Most people find repetition to be… well, repetitive. But Mengly Hernandez relishes in it. According to her website, it’s “a meditation through which she explores and mends traumatic memories.” Beyond personal healing, it results in beautiful patterns and designs full of color. Her craft manifests in art installations and sculptures using a mix of fibers and textiles. She’s even dabbled in performance art. While none of her work is for sale, don’t think she’s just letting it sit in a gallery: much of it adorns her home or her body (or that of her children).


Image credit: Avocode

Hailing from Portugal, Sara Vieira is well-known for her unique, front-end apps and advocacy for mental health. In 2018, she released the popular app “Is There Uber In,” which informs travelers whether there’s a ridesharing service available in a certain location. As for mental health, her presentation “Your Brain Does Not Have a Fix Flag” uses pop culture references and easy-to-understand language to tackle a very serious issue. Her retelling of her own struggles with panic disorder and depression are blunt, but the writing and multitude of GIFs make it enjoyable.


Image credit: Jess Eddy

Continuing our international tour is Jess Eddy, based out of Sydney, Australia. She’s worked on several projects over the years. Among these are “UI Goodies” and “Get a Room.” The former is a catalog of resources for designers and developers build a user interface. The latter allows users to easily book a conference room. In 2018, she told Maker Mag “to me, indie making is about empowerment. It’s not about waiting for someone else to bring a solution or asking for permission. It’s observing your environment and looking for areas to improve upon or innovate it.”

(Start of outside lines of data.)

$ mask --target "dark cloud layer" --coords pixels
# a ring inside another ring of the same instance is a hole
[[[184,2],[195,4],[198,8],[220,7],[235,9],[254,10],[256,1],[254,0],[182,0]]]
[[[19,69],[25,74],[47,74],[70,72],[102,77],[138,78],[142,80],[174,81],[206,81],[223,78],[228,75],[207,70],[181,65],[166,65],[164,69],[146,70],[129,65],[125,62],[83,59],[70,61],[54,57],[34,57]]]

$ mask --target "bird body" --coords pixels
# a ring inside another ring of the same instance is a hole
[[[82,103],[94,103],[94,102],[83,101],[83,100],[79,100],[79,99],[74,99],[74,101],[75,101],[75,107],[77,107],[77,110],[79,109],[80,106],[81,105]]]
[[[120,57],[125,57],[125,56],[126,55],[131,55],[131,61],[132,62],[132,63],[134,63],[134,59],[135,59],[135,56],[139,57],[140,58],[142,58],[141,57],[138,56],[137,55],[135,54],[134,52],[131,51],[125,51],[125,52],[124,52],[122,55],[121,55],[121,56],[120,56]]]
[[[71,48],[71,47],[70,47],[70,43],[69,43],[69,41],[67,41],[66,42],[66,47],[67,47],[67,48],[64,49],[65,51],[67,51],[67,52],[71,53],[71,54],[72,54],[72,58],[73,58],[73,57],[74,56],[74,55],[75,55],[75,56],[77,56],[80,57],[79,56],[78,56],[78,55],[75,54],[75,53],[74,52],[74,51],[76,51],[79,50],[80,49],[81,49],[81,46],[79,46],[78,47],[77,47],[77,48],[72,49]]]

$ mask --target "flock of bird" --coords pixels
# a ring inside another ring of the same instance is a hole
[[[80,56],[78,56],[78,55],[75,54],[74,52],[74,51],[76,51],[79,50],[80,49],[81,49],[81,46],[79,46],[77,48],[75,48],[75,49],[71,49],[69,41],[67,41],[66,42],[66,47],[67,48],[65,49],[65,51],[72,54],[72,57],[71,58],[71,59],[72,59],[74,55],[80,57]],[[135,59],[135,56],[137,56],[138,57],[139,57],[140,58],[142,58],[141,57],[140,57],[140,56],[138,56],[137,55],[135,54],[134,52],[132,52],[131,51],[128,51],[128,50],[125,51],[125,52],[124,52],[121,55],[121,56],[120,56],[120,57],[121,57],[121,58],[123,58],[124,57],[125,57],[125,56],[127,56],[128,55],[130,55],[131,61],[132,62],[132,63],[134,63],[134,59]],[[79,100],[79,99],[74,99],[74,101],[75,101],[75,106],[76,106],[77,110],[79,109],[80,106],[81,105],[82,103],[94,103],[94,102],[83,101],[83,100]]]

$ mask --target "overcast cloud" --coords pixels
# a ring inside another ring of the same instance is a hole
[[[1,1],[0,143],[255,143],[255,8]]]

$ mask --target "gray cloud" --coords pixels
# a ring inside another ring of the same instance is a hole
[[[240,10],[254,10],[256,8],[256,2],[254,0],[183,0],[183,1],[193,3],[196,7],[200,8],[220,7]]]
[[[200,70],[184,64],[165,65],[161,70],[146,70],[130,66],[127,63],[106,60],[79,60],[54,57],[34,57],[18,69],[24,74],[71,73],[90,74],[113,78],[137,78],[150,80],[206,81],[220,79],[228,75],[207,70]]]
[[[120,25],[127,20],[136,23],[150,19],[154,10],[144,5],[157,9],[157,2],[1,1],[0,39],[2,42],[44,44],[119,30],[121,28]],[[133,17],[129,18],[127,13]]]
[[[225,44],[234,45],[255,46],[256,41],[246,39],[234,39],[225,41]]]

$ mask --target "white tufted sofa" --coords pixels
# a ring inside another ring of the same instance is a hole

Image credit: Hom Sweet Hom

Here’s a fun motto for you: “work hard, snack often.” These are the words that Lauren Hom has dedicated her life to. You’ve probably seen her lettering before- some of her past clients include Starbucks, YouTube, and TIME Magazine. The McCafé products at McDonald’s? That’s her! And true to her motto, her Instagram frequently features her delectable looking “Hom Noms.” Also worth checking out is her “Flour Crowns” series, where she dons delightful headwear… made of bread. Who says female makers can’t be stylish?


Image credit: Light and Ink

Lisa Holbrook Lewis is a female maker from Oregon who specializes in handmade goods. Her main passion are stump prints. Using stumps or logs found during hikes, she dips them in ink and stamps them to paper. The result is a one-of-a-kind piece of art. But that’s not all she can do with wood. She’s also crafted stools, candle holders, end tables, and planters from scavenged wood. While her Instagram hasn’t been updated for a while, her website “Light & Ink” still has plenty of prints available for sale.


Inventionland Female Makers 1
Image Credit: USA Science Festival

Known as “Lady Ada,” Limor Fried is more than just an icon among makers. She’s empowering other makers to bring their creations to life. (Much like Inventionland!) Her company, Adafruit, was founded in 2005 and quickly became a staple for the NYC maker scene. In 2016, she was named a White House Champion of Change. Two years later, Forbes Magazine deemed her one of America’s Top 50 Women in Tech. She’s still proud of her honor with Wired Magazine, however, being the first female engineer to grace the cover.